The “flow state” disrupted. Before, a developer could iterate with the AI without thinking about cost. Now there’s a background voice asking “is this worth spending credits on?”. That cognitive friction is small but constant, and it breaks exactly the kind of concentration that makes AI-assisted work productive.

And to make all of this even harder: the Copilot usage dashboard doesn’t update in real time. Consumption data has a lag of hours, sometimes more than a day. That means you could be burning credits at an unsustainable rate right now and not know until tomorrow. For a team trying to manage a shared budget mid-sprint, it’s like driving while only looking in the rear-view mirror.

If you lead a team, the immediate imperative is to revisit the plans made assuming full Copilot availability, establish budgets by profile or team, and decide which automated workflows genuinely justify the use of premium models. Not as a cost-cutting exercise, but as a conscious decision that wasn’t made before because it wasn’t necessary.

Conclusion

The era of “free” AI is over. It’s no surprise — it was unsustainable. Top-tier models have real operational costs, and someone had to pay for them eventually.

What is legitimately criticable is how the transition was executed: opaque communication, multiplier changes that retroactively hit annual subscribers, and a lack of native tools to monitor consumption in real time.

The good news is that with a bit of discipline, the new model is manageable. Autocomplete is still free. Included models are more capable than most people give them credit for. And the routing strategy — plan with the expensive model, execute with the cheap one — is a habit that improves not just costs but the quality of the work itself.

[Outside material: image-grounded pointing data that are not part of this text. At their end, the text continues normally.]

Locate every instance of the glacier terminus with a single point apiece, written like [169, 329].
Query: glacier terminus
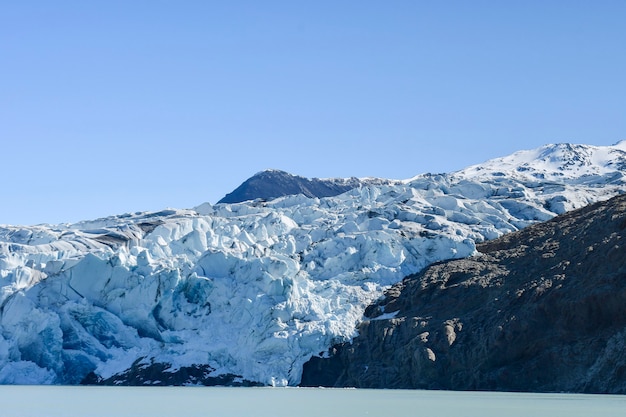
[254, 289]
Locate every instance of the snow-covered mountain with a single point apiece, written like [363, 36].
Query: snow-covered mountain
[254, 289]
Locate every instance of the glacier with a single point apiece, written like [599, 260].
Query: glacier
[254, 289]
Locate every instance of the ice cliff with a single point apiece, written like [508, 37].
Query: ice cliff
[254, 289]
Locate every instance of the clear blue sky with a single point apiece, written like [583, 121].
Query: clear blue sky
[109, 107]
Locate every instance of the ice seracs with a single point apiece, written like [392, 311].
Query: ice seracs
[255, 288]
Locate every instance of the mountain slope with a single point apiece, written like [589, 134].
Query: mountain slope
[248, 292]
[270, 184]
[543, 309]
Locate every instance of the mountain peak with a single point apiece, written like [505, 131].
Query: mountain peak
[273, 183]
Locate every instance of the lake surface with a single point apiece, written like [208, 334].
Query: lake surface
[53, 401]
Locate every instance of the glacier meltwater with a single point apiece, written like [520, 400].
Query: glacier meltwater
[254, 289]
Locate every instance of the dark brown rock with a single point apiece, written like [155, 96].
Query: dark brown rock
[543, 309]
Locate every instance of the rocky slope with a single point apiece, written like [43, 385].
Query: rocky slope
[542, 309]
[246, 293]
[273, 183]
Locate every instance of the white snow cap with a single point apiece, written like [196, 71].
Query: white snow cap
[255, 289]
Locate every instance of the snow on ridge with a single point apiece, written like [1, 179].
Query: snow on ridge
[256, 288]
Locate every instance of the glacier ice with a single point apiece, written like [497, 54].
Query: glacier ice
[256, 288]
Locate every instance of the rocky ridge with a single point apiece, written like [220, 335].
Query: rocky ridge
[273, 183]
[248, 292]
[542, 309]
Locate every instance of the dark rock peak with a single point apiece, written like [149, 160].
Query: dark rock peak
[272, 183]
[542, 309]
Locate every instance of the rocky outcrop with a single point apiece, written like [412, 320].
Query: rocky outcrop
[148, 372]
[543, 309]
[272, 183]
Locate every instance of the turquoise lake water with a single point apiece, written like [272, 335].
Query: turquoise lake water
[53, 401]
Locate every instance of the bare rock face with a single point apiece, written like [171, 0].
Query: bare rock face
[543, 309]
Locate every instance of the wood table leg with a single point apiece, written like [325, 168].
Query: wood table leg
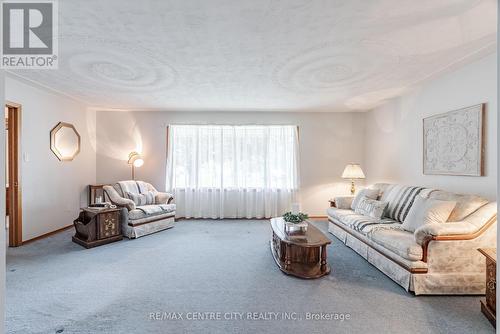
[288, 261]
[323, 258]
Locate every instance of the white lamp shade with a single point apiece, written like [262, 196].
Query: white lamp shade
[353, 171]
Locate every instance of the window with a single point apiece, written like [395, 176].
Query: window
[228, 160]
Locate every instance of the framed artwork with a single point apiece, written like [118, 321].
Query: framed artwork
[454, 142]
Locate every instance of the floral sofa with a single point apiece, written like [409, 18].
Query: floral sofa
[144, 209]
[436, 258]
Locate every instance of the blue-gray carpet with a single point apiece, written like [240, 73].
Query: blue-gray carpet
[56, 286]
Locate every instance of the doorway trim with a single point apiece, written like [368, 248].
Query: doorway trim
[15, 194]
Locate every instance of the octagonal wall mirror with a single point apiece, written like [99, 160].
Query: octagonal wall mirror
[65, 141]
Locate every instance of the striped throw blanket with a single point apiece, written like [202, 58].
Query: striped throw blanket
[400, 199]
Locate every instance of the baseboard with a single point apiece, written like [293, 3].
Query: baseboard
[47, 234]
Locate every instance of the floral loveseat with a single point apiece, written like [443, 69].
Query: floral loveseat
[144, 209]
[436, 258]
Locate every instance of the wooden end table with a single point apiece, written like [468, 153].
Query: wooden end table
[303, 256]
[488, 307]
[96, 227]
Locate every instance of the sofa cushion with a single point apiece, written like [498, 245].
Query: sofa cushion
[427, 211]
[150, 210]
[399, 200]
[357, 222]
[365, 193]
[466, 204]
[147, 198]
[397, 241]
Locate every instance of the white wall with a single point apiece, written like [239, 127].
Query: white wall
[393, 141]
[52, 191]
[328, 141]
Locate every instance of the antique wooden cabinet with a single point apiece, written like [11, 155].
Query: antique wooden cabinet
[95, 227]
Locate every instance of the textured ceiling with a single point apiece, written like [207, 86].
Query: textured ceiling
[217, 55]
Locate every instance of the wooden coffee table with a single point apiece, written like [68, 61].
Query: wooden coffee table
[304, 256]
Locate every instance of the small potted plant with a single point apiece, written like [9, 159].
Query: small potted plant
[295, 223]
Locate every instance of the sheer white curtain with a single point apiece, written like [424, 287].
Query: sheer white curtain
[222, 171]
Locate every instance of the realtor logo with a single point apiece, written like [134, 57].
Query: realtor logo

The question is no longer “how many requests do I have left?” but “am I using the right model for this specific task?”. That’s, honestly, a much smarter question.

There’s an argument GitHub hasn’t bothered to make, but which has some merit: the old model encouraged the most careless vibe coding. Asking the AI for 500 lines of code, discarding them because they didn’t work, and asking again. That cycle was possible because it was free. The new system, painful as the transition is, forces you to think before you type, to scope the problem, to choose the right tool. In some ways, it’s a return to conscious software engineering — just this time with a bill as the motivator.